Three months later, the website owner received a bill from the Getty picture library for £950 of “unpaid license fees.” For reasons best known to themselves, the hair salon decided to ignore Getty’s letter – never a smart move – and subsequently received an updated bill for over £1100. The author of the letter felt that Getty were bullying small companies and is quoted as saying that the images were worth “no more than £50 each.” What the author of the letter needs to understand is this: the customer does not get to decide how much the image is worth after they’ve used it. I am sure that the salon owner would take a dim view of a customer having their hair done and then saying “I think that cut was only worth £5!”

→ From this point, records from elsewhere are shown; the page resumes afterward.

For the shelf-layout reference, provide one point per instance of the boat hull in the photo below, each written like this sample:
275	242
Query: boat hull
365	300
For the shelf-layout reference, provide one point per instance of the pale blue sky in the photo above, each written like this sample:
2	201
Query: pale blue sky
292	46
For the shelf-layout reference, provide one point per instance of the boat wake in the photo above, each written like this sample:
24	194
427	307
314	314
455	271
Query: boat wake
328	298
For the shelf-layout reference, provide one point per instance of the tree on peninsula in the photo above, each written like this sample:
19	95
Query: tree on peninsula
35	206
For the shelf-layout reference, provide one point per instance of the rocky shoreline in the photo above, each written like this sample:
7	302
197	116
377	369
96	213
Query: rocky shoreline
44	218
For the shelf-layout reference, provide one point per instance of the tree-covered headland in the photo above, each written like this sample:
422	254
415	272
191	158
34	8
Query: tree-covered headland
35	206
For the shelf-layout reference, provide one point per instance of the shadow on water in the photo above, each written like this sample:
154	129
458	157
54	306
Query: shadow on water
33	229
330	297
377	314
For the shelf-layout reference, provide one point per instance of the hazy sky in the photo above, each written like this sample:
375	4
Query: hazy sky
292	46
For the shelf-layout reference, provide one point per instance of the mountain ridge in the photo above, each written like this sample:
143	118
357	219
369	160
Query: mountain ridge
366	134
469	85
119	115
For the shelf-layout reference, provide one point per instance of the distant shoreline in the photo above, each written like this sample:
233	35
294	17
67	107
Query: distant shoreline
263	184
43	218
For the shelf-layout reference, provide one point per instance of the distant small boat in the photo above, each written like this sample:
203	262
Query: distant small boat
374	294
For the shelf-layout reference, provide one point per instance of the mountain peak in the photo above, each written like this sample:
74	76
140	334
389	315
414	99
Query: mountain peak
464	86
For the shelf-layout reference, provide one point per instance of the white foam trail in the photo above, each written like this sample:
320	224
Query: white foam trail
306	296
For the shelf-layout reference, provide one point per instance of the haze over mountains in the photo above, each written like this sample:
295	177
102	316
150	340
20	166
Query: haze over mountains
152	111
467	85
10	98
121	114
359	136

Unfortunately, the author of the letter made an all-to-common mistake and assumed that images found on the internet do not have any copyright restrictions on them, unless it is plastered all over the image. This is a complete fallacy. You should always assume that all images are subject to copyright restrictions, unless stated otherwise.

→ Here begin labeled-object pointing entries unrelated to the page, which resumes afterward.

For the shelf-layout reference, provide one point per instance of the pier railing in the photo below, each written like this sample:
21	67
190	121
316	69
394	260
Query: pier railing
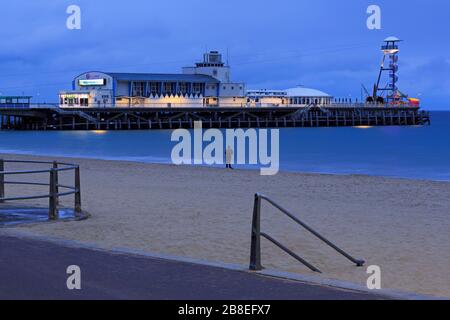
53	184
255	252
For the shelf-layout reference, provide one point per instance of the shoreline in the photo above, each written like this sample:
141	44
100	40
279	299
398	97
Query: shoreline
205	213
167	163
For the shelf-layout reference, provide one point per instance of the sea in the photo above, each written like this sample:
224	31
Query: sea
419	152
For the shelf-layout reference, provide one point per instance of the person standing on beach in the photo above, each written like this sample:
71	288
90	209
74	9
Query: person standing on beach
229	157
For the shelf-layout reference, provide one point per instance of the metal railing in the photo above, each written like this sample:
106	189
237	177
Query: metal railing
255	252
54	186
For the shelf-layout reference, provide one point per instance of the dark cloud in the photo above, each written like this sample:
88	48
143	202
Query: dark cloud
275	44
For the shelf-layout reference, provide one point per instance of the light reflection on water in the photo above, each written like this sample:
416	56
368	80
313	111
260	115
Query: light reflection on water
409	152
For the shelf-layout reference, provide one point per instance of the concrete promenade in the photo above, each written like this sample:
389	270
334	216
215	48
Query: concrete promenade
35	269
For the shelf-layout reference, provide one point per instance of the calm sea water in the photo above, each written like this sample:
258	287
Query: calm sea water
408	152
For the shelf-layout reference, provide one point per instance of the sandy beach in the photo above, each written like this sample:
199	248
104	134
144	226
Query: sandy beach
205	213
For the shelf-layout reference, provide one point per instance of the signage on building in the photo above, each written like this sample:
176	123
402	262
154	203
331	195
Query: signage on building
92	82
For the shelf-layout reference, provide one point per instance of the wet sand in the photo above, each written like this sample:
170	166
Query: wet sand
205	213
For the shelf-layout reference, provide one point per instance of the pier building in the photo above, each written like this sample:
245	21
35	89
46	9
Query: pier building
208	83
294	97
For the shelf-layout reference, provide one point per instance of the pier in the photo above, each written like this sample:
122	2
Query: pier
51	117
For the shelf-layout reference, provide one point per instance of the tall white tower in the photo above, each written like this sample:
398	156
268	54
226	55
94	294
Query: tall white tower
213	66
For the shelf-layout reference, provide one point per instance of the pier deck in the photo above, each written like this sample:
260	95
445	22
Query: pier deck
136	118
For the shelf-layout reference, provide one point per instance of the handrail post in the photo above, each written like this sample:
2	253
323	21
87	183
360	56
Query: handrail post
255	251
2	180
55	166
77	191
52	208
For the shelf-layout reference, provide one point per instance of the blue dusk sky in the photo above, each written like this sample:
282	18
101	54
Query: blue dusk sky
324	44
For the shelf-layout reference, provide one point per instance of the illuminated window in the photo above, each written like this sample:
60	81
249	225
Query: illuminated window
138	89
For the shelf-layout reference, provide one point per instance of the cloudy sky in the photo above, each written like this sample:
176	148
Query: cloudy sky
324	44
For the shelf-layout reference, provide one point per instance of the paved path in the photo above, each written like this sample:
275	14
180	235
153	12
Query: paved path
34	269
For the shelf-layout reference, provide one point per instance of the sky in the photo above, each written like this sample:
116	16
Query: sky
272	44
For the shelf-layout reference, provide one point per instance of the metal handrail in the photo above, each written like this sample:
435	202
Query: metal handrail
255	251
54	186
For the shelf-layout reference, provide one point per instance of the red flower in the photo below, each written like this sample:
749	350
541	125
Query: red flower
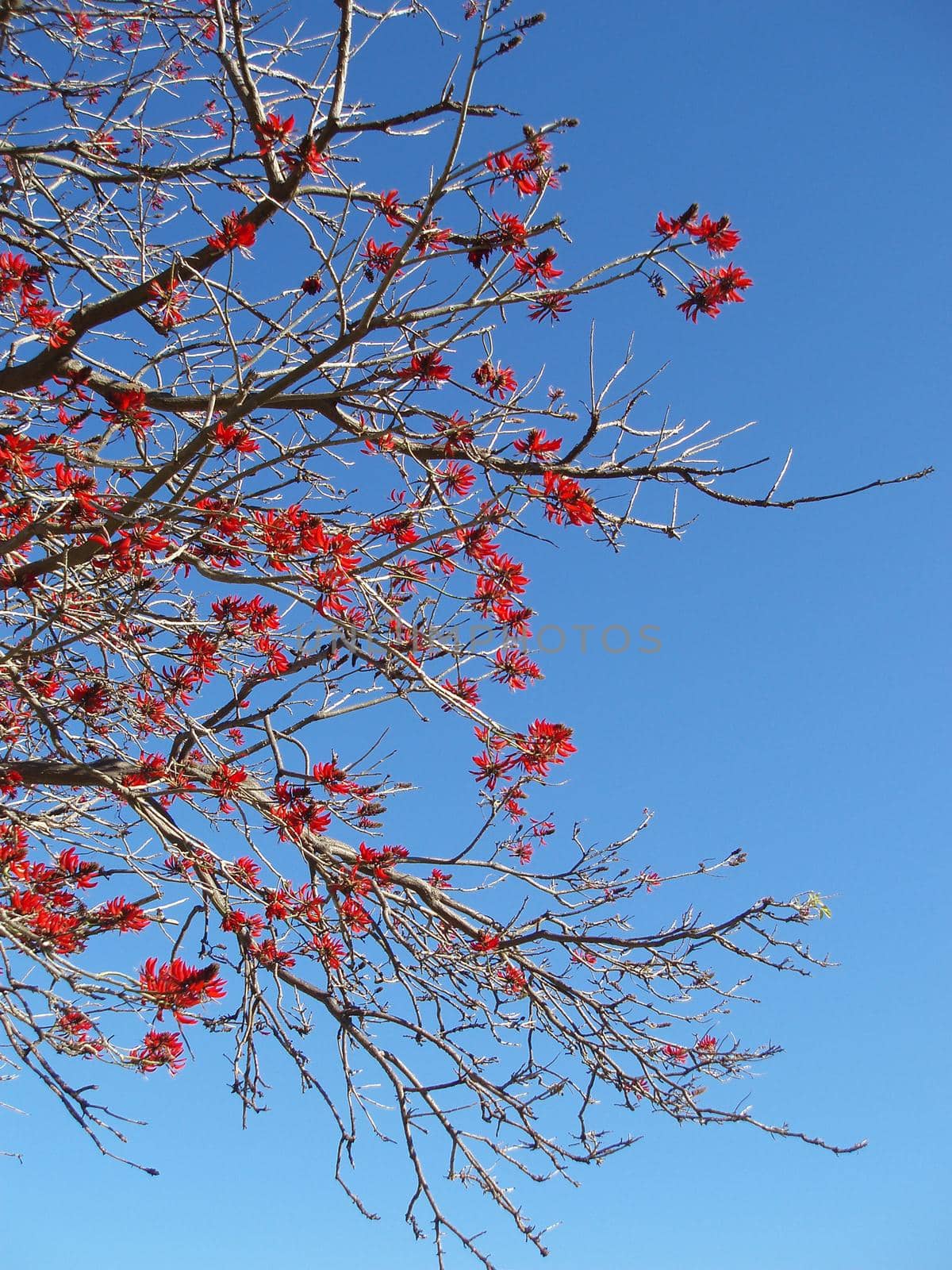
536	444
90	698
378	258
129	410
245	870
332	952
566	499
727	283
224	783
513	981
425	368
678	224
456	479
120	914
498	380
248	925
271	956
159	1049
232	437
236	232
539	268
552	306
514	668
543	745
273	131
390	209
80	23
169	300
179	987
720	241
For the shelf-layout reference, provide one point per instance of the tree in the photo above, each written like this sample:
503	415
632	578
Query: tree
263	464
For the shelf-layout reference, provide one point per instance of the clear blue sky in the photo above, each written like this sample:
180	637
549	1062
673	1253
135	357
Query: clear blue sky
797	706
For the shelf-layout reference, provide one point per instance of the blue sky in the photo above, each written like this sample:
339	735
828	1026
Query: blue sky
797	706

As a working photographer whose only source of income is through the sale of my work, I protect my copyright vehemently. In the past, I have had images copied from my gallery and posted on Facebook, despite them featuring a watermark pointing out the legality of what they are doing. When confronted, the Facebook user tried several different tacks to justify her use of my photos.
1) They were photos of her and her horse, so she owned the copyright. Unfortunately, copyright doesn’t work that way. Under the Copyright and Patents Act 1998 ascribes the copyright of an image to the photographer, not the subject. Thinking otherwise is just plain foolish – it would mean that Tom Cruise would own the copyright for any film in which he features.
2) She was publicising my business. Since my images were all watermarked, she claimed that she was doing me a favour by posting my photos for her friends to see. I wonder if I could use the same defence if I walked out of the Nike store without paying for one of their shirts – after all, I would simply be advertising for them.
3) She had lifted 34 photos and it wasn’t fair to expect her to pay for them all. Really? If a photograph is good enough for you to use on your website of Facebook page, then it is good enough to pay what the photographer is asking for it. If you feel that the photographer is asking too much for the image then don’t buy it, but you don’t have the right to use it anyway!
Some people look on copyright infringement as a victimless crime: it isn’t. I have to pay for my equipment, I have to put fuel in my van, I have to spend time travelling to the various venues where I work, I have to pay my taxes, I have to pay my mortgage – the money for which has to come from the sale of my photos. The venue where I took the photos that this girl lifted charged me a pitch fee to attend – why should someone think that they have the right to use a photograph without paying anything for it?